4. Provide a safety net for the worst-affected residents.

Finally, none of these job support schemes would be complete without a proper safety net for people worst hit by the pandemic. Those who fall ill, residents on the shielding list and people who are affected by local lockdowns require additional support over and above the meagre statutory sick pay offered by the government. Better support will pay dividends in the long run, helping people to stay in work whilst also improving public heath by supporting people to self-isolate when needed.

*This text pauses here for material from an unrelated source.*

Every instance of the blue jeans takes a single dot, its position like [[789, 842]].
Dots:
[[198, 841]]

Thanks to the outstanding work of my colleague councillor Eleanor Southwood, Brent has established a £2.5m resident support fund for people worst-affected by the events of the past months. But this support will only go so far. Central government needs to show similar ambition and deliver a comprehensive package of support for the most vulnerable, whilst retaining the safeguards provided during the pandemic – not least the support for private renters.

Taken together, this package of measures would provide workers, and their families, with the crucial stability they need during this difficult time. As Anneliese Dodds has rightly argued, the pandemic calls for a comprehensive plan to recover jobs, retrain workers and rebuild business.

Yet in the face of these calls, the government has cancelled the Budget, and simply made piecemeal announcements about a limited set of measures. If we are to avoid a cliff edge in November, residents in Brent and across the country deserve better. We need a more ambitious programme for skills, job retention and social security, delivered in partnership with local councils, businesses and trade unions.